J’aime les deux, bien évidemment, mais j’ai tout de même une préférence pour le chant parce que ça me permet d’être sur le devant de la scène et de délirer avec le public. Je joue de la batterie en tant que musicien professionnel depuis de nombreuses années. Laisser les baguettes pour le chant lead, ça fait du bien de temps en temps, je peux me lâcher un peu plus. J’ai déjà fait cette expérience par le passé mais dans des groupes de reprises, pour le fun plus qu’autre chose. En fait, la sensation n’est pas la même quand tu chantes une reprise ou une composition… tu es forcément plus au taquet quand c’est ta propre création que tu interprètes. Même si j’ai bien roulé ma bosse en termes de concerts, Spock’s Beard me permet de me lâcher réellement, sans qu’on vienne me dire que j’ai exagéré à tel ou tel moment. Maintenant, pour beaucoup, je suis devenu le leader du groupe. Je n’aime pas trop ce terme, mais en concert, il ne me procure que du plaisir.

Quel était l’état d’esprit du groupe quand vous avez commencé à composer sans Neal ?
J’avais déjà composé « A Guy Named Sid », qui à la base était prévu pour un album solo. Quand Neal a quitté le groupe et que nous nous sommes demandés ce que nous allions faire, j’ai pris la décision d’être le nouveau chanteur du groupe. La meilleure manière de convaincre mes collègues était de finir ce titre et de leur montrer.

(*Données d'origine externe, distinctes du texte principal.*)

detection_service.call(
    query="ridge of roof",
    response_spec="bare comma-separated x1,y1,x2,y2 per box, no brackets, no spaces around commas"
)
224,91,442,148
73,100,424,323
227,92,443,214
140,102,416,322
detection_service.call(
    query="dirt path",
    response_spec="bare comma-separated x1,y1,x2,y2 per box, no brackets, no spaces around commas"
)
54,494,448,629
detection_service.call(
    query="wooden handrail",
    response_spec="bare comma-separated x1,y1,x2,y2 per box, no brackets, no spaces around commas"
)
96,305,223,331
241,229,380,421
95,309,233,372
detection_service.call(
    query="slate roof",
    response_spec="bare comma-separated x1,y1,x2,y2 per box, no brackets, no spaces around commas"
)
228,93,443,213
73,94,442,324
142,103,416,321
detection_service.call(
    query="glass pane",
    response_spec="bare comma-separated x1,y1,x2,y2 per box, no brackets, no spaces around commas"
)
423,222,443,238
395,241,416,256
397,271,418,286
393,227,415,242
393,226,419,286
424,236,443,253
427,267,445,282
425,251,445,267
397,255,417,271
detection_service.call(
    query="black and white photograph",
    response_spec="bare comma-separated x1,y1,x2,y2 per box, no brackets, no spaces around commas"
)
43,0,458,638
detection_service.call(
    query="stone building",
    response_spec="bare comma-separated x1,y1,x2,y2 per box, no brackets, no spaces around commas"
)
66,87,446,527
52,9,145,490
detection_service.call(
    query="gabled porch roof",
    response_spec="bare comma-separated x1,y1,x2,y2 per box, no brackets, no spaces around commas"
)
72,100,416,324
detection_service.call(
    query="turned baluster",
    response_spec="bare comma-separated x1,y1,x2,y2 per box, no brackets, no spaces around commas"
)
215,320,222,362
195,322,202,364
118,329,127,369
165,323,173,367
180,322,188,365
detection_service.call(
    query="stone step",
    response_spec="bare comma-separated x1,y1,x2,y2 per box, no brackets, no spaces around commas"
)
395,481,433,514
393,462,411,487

Ce départ qui, au début, semblait vous pénaliser, vous a finalement permis d’ouvrir la porte à des amis compositeurs, qui vous ont aidé sur certains titres de Feel Euphoria
Absolument ! Nous avons embarqué Stan Ausmus et John Boeghold qui, en plus d’êtres des amis, sont des musiciens et compositeurs talentueux. A ce moment-là, on écrivait nos titres sans s’imposer la moindre limite. Tout ce qui nous plaisait finissait sur l’album, et basta. Un véritable travail de groupe.

Passons aux questions des membres de notre forum : avez vous une ligne directrice lorsque vous composez ? Un instrument précis à utiliser, écrire un titre épique, etc. ?
Pas vraiment, à part peut-être pour A Guy Named Sid, qui était ma première véritable tentative dans l’écriture d’un titre épique. Mais la plupart du temps, nous ne réfléchissons pas ainsi. Sur Octane, « A Flash Before My Eyes » s’est construit de manière inverse : j’avais plusieurs chansons que j’ai préféré finalement arranger et lier entre elles de manière à faire un tout. Nous sommes assez ouverts : on essaie différentes choses en studio et si ça passe tant mieux, si ça ne passe pas, ça servira plus tard, sous une autre forme. Ce changement de style et cette nouvelle manière de fonctionner s’explique simplement : Neal n’écrit plus avec nous. Nous sommes un véritable groupe maintenant, et il a le sien.

Force est de constater que depuis le départ de Neal, l’approche de vos morceaux est bien plus heavy, directe et carrée.
C’est possible. Comme je le disais, nous sommes tous fan de musiques différentes : pour ma part, de Genesis, Alan de Queen et de Zappa, etc. Il est évident que tout cela se mélange, mais pour nous, qui composons cette musique, la question ne se pose pas, c’est on ne peut plus naturel.

Qu’écoutes tu-en ce moment ?
En ce moment, plein de choses différentes : Muse, Porcupine Tree, le dernier album de Beck…

On a pu voir un peu partout qu’un vote a été lancé pour que Jimmy Keagan, qui vous accompagne en tournée, devienne un membre a part entière du groupe. Qu’en penses-tu ?
Ca fait longtemps qu’on nous ressasse ce sujet (rires) ! Plus sérieusement, je ne tiens pas à ce que Jimmy fasse partie de Spock’s Beard. Ca peut paraître égoïste, mais je tiens à jouer de la batterie sur les prochains albums du groupe. Jimmy le sait et ça ne lui pose aucun problème. J’ajoute que c’est un vrai plaisir de l’avoir avec nous en tournée : c’est notre Chester Thompson !

As-tu des projets de démonstrations de batterie en France ?
Non pas pour le moment hélas. J’aimerais beaucoup faire quelques master-classes chez vous. Mais pour cela, j’attends qu’il y ait une demande, et surtout que mon planning s’allège (rires).